Les trafiquants comptaient sur son épaule torse,
Sur sa face huileuse avec des yeux bénins,
Sur sa natte tressée et cette grande force
De comique que cache une forme de nain.
Non, l’Europe est trop laide et son ciel est malade!
A votre appel, ce soir, il demeurera sourd,
O lutteur dont le muscle éclate à la parade,
O Gugusse assassin, dompteur de phoque et d’ours.
Car dans le bruit que fait la foire et sa folie,
Il entend retomber les rames des sampans,
Sous les palétuviers il compte les coolies,
Dans les sentiers de joncs où dorment les serpents.
Il voit les abris bas pour les âmes en peine,
Le village en bambous auprès du champ de riz.
Le petit temple bleu qui domine la plaine
Et l’ombre tamisée où le Bouddha sourit.
«Je ne danserai pas dans le bruit des cymbales,
Devant ce peuple abject grotesquement vêtu,
Pour la race innommable avec des faces pâles,
Des yeux striés de sang et des mentons velus.

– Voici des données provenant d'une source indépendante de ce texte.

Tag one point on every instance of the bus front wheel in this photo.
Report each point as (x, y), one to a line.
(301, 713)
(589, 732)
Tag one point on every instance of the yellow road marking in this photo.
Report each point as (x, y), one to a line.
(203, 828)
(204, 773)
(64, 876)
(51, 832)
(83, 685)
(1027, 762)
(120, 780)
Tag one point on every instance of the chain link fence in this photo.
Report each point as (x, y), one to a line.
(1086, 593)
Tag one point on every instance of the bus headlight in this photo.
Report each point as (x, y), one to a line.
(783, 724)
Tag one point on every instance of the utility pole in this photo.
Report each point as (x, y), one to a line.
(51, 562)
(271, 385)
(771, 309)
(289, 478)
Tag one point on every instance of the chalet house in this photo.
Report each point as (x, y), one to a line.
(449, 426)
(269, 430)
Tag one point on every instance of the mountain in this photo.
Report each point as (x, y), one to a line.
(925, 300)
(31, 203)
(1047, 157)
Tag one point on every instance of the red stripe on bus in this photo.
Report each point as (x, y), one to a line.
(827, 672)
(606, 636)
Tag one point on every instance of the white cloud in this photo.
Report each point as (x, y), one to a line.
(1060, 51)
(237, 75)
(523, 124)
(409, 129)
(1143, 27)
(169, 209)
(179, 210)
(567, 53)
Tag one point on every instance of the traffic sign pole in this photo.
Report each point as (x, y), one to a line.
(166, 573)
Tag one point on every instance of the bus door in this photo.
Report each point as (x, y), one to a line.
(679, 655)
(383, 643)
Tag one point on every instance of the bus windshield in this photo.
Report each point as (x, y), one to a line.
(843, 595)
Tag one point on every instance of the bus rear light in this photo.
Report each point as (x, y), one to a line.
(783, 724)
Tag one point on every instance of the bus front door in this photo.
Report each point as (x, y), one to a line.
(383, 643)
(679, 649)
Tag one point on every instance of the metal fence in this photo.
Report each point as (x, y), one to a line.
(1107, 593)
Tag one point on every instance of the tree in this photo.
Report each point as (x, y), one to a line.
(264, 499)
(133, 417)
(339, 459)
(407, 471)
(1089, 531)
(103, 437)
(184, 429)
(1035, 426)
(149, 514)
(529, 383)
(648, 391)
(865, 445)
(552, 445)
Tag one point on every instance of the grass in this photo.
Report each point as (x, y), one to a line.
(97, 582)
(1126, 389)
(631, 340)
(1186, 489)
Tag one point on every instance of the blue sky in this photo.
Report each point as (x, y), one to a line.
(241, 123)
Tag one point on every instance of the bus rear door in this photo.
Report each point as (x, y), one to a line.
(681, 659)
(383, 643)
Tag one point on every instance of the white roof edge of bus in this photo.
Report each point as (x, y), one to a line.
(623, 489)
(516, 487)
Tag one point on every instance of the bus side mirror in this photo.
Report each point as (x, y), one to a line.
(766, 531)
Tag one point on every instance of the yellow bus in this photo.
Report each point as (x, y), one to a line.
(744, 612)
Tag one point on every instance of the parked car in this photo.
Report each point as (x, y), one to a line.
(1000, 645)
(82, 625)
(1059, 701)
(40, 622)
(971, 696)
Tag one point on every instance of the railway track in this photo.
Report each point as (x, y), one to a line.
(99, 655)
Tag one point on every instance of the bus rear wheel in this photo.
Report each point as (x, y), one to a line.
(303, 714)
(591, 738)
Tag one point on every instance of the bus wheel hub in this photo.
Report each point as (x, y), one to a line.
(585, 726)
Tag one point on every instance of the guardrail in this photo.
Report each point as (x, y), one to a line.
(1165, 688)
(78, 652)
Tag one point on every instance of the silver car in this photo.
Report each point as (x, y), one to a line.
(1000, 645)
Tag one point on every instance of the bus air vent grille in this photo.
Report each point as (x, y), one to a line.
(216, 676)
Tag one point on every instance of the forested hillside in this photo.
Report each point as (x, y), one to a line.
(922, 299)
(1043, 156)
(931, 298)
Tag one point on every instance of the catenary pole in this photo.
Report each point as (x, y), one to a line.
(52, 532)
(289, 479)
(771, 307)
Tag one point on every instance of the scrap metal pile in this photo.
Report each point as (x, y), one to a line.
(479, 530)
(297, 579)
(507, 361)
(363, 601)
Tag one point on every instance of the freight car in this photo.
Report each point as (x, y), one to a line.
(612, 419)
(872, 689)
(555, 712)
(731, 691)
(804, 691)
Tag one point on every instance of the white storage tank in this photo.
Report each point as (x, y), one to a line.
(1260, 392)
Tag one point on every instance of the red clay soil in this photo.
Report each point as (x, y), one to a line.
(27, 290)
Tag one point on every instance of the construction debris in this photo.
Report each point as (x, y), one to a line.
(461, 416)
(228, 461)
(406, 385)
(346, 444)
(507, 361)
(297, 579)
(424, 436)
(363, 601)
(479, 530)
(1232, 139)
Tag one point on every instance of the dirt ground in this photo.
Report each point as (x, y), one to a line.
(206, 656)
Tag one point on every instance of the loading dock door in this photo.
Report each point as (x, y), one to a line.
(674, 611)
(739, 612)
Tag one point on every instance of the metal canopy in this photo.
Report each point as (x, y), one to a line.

«Vous êtes plus affreux que les dragons de bronze
Que Confucius place au seuil de son enfer,
Que les esprits du mal que conjurent les bonzes,
Avec des bâtonnets en aréquier vert.
«Vous êtes plus mauvais que les Tatars antiques
Qui vinrent ravager l’empire du Milieu
Car ils se contentaient pour trophée, à leur pique,
D’une tête dont ils avaient ôté les yeux.
«Mais vous, dès que vos fils sont sortis de leur mère,
Ils apprennent la mort et ses arts raffinés.
Vous les faites pourrir dans le charnier des guerres,
Vivants, vous les sciez et vous les dépecez.